Acaba noviembre y sobre la mesa no restan más días que los de un futuro incierto. Por más años que pasen, estos días siempre me recuerdan a Juan de Mesa y a una fascinación primera que puso mi pequeño universo del revés. Pero el mes terrible se sigue acabando y, en su estela fúnebre, para siempre quedarán grabados los momentos en que París era una Fiesta. Hemingway está más allá de la estantería donde guardo los capítulos que han ido conformando mi vida.
La televisión se hace breve, pero tanto ella como la radio no dejan de hablar de lo mismo. Las ondas me llegan ahora por el móvil, pero sigue siendo la voz la que me descubre otras realidades que dejan el espacio necesario para que la imagen se construya sin necesidad de que los fotogramas me dicen aquello que debo ver.
Leo como un imán habla de la guerra en la que ya se supone que estamos inmersos y me pregunto si alguna vez hubo paz, propiamente dicha. Tal vez, Gente de Paz pudo haberse alumbrado en una época de bonanza moral, o al menos económica, que nos hubiera convertido en profetas de las desgracias futuras. No hay caso. El tiempo dictó hace tanto su sentencia que nos toca mirarlo con incredulidad y pasmo, como Belmonte ante el astado tras la muerte de Joselito.
Me pregunto cada noche qué puedo dejarle a Marcos, si hasta de mis cofradías soy un apátrida. Quizá, ahí esté escondido el tesoro, custodiado en un desafecto que me desata y me entrega una pequeña parcela de libertad que es como un sorbo amargo de Nolotil que te envenena, mas a la postre consuela en la dosis adecuada.

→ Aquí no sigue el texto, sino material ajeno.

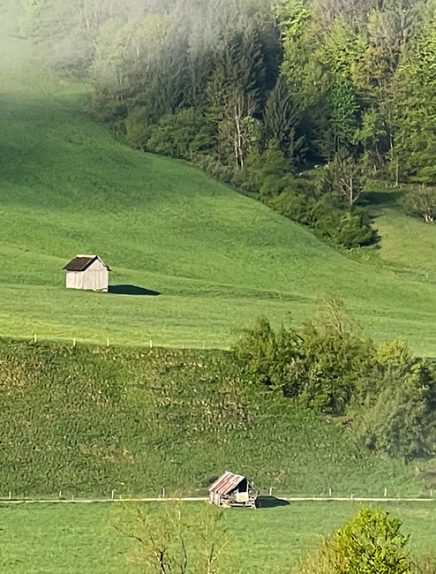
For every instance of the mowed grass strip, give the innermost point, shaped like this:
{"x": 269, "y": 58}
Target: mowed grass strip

La noche de este cáliz es más oscura, pese a que la luna casi quiera desafiar al amanecer con su brillo reflejado. Llegará un momento en que la lluvia caiga sobre nuestros impermeables verdes, mientras caminamos cabizbajo cubiertos por nuestras capuchas. No será un eterno Nazareno. No será un costal. Ni tan siquiera una dalmática. El uniforme será otro y los días serán los de otro noviembre, frío, en el que nuestros temores seguirán acechando.